Designated low credit scores. Community-care types, the disabled, drug addicts, special needs, single mums, anti-social families and petty criminals had turned the picture postcard into a bully’s paradise.

  ‘Hi Wayne,’ I said, giving a slight bow, ‘You don’t know how much of a great honour this is. Your name is spreading far and wide. The reputation of The Family has reached London. Me and my friend Paul (Paul Ashton – News of the World snapper, later picture editor) are also followers of the Carpathian religion. We’ve heard about your great work. Respectfully, we’ve come down to ask your permission to set up a branch of our own.’

  Crushed by a life of abuse and low self-esteem, Wayne was visibly blown away that someone had finally recognised his talents and come all the way down from London to seek his wisdom. His acolytes, a couple of pot-heads and girls wearing dirty tracksuit bottoms, were bewildered. But I knew Phelps’ prison cunning wouldn’t take long to roll with the flow. Within seconds he puffed himself up, and looked at his friends as though to say: ‘I told you so – all this stuff I’ve been telling you about my powers is true.’

  ‘I’ll have to make sure that you’re proper vampires,’ he said to me, getting carried away with himself. ‘We’re a serious outfit and we’ve got no time for time-wasters. We drink each other’s blood about once a month. It’s a ritual that makes The Family stronger. And the girls like it as well.’

  Every part of crap Britain has a Wayne Phelps. The Dungeons and Dragons kid who’s taken it a bit too far. Escaping into the fantasy world a bit too deep, probably to blot out the care home he’s in. Or the broken home that’s fucked him up. Banned from Games Workshop for robbing. Glue-sniffer. Rat breeder. Ouija board cutter-outer. I’ve met a few of these Warhammer-types who live a double life as a wizard of Mordor.

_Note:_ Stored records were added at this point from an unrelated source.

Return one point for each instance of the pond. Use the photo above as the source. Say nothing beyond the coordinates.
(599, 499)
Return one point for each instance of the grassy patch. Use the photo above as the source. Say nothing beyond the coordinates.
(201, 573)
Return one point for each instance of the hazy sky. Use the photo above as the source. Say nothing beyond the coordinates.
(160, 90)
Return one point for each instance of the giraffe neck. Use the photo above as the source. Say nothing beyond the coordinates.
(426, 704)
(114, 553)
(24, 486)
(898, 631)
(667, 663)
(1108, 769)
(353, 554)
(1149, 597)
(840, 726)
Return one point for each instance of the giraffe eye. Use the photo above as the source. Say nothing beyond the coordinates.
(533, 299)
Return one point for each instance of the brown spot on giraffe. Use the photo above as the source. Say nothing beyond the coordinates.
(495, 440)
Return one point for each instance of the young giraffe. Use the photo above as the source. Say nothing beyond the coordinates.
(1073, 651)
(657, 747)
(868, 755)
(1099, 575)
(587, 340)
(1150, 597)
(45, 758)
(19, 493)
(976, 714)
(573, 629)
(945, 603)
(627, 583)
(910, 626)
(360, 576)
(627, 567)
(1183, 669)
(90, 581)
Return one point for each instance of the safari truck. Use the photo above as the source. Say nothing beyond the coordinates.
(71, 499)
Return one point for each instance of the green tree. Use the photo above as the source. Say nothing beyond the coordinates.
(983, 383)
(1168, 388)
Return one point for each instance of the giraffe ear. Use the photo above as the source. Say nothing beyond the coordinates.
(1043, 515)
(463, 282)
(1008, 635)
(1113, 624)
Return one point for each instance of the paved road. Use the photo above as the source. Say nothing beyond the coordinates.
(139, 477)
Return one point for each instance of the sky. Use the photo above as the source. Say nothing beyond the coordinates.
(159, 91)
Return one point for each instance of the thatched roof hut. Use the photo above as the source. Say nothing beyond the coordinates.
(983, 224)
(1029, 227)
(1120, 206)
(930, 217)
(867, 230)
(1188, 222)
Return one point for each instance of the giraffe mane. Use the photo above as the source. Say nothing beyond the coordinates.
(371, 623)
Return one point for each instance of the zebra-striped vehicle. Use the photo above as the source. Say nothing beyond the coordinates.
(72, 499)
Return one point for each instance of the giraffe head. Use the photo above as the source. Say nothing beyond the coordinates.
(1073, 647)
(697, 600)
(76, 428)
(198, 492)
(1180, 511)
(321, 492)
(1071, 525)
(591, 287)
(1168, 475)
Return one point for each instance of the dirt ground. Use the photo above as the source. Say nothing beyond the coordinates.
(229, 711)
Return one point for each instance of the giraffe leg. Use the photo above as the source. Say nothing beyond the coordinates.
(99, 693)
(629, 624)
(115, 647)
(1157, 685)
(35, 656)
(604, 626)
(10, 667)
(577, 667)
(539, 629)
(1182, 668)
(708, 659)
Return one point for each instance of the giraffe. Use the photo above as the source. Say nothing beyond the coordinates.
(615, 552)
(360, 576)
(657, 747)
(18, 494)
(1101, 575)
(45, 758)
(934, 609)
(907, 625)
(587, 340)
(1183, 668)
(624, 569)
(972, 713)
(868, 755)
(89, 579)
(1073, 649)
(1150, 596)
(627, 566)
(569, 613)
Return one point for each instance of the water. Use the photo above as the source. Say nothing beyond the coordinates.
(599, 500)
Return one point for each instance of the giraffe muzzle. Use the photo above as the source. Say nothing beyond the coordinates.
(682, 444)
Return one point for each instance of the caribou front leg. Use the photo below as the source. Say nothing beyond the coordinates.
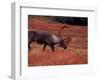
(44, 46)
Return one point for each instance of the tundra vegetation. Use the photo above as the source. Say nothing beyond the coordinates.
(76, 51)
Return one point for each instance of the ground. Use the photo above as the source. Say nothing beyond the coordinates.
(76, 53)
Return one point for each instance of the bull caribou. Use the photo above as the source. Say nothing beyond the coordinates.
(47, 38)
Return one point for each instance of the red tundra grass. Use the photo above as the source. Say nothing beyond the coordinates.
(76, 53)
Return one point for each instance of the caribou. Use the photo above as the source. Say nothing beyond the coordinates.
(47, 38)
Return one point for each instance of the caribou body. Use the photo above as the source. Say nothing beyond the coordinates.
(46, 38)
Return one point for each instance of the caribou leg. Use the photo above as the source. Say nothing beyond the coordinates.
(52, 48)
(44, 46)
(29, 45)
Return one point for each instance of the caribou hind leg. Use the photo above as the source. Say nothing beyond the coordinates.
(44, 46)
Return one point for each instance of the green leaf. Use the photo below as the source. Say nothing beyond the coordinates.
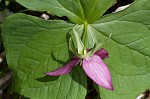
(78, 11)
(35, 46)
(129, 50)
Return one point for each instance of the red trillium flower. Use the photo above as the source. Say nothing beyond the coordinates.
(93, 66)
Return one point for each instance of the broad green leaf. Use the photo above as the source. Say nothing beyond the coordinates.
(78, 11)
(35, 46)
(129, 50)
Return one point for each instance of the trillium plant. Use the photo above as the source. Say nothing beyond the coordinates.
(61, 58)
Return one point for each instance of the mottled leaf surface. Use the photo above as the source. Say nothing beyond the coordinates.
(78, 11)
(35, 46)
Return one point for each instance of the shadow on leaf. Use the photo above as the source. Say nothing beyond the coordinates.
(47, 78)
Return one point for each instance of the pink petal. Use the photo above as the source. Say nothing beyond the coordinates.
(102, 53)
(97, 70)
(65, 69)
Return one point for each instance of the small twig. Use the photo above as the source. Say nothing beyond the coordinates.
(2, 56)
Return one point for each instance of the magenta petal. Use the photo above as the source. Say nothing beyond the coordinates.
(102, 53)
(65, 69)
(97, 70)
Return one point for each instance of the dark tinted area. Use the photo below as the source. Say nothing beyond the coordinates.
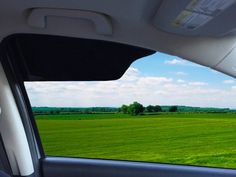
(53, 58)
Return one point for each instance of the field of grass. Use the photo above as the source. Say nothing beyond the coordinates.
(182, 138)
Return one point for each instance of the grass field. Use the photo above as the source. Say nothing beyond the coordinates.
(195, 139)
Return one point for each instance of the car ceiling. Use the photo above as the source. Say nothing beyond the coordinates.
(142, 23)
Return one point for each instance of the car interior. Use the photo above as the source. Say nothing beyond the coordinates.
(89, 40)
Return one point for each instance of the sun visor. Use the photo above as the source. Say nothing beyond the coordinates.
(197, 17)
(56, 58)
(228, 64)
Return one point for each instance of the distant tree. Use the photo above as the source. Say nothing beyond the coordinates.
(150, 108)
(173, 109)
(124, 109)
(157, 108)
(135, 108)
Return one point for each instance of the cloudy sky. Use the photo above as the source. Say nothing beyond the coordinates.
(158, 79)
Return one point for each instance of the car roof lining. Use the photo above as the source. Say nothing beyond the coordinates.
(132, 22)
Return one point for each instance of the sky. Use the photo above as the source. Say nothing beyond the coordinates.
(159, 79)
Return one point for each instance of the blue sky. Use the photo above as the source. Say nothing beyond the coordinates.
(158, 65)
(158, 79)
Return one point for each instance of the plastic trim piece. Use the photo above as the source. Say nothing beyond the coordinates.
(76, 167)
(38, 18)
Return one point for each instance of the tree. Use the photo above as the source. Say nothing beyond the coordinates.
(157, 108)
(173, 109)
(150, 108)
(124, 108)
(135, 108)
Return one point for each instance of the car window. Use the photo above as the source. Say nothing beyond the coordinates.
(163, 109)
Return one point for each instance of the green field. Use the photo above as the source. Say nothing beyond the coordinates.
(182, 138)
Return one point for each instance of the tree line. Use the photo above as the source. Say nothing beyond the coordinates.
(137, 108)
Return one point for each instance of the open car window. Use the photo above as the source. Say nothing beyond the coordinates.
(163, 109)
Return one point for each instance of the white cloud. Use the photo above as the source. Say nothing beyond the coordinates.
(180, 81)
(181, 73)
(133, 86)
(198, 83)
(175, 62)
(228, 81)
(179, 61)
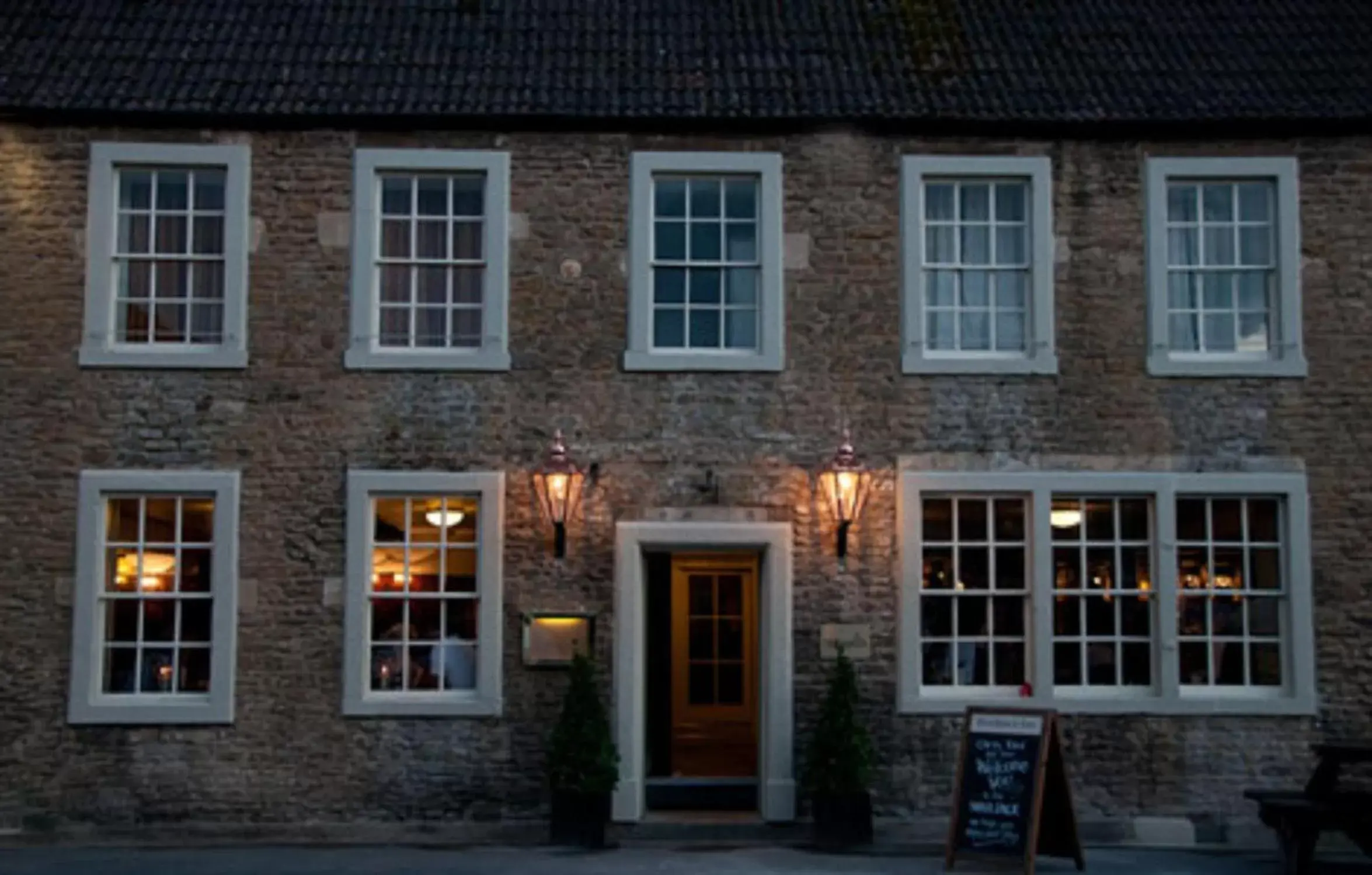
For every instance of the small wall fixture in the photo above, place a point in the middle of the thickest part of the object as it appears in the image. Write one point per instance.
(551, 640)
(559, 486)
(844, 483)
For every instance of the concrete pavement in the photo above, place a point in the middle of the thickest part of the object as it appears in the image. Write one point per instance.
(633, 860)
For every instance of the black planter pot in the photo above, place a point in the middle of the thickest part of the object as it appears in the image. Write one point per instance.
(843, 819)
(579, 818)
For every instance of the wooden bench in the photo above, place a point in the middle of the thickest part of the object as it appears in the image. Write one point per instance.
(1298, 817)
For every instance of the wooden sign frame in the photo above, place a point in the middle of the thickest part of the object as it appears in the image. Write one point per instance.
(1064, 838)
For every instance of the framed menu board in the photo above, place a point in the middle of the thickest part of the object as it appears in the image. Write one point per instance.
(1012, 796)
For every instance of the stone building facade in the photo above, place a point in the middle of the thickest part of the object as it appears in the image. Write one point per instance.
(295, 420)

Wayne called himself Vandarl, after an ancient Transylvanian, but quickly realised that he could get sly wanks off the local slags, by drama’ing up their sea-grey life in a mean, ageing town where happiness is a warm bus shelter. I got on to what was going on within seconds – no more than bizarre game of spin the bottle run by an over-active imagination. Given 50 grand’s worth of fee-paying education, Wayne would be working in the theatre today. But them’s the breaks. I was actually nearly reduced to tears thinking about Phelps. The squalor he lived in. Filling me with pity. The little life he’d literally dreamt up, down here on his own. He was only doing his best – I had loser mates like him back home. Not vampires – but just fucked-up doleite lads. But what am I going to do? Ring Ray and tell him that my Dracula tip, that so spellbound conference just a few hours before, is just kids who’ve watched The Lost Boys too many times? Or do I take Phelps’ low-level role-play and manipulate it up into a big ‘Hammer House of Horrors Devil-Worshipping’ exclusive that would excite our demographic because there were lots of mentions of virgins, the word ‘sucking’ and flashes of firm young breasts?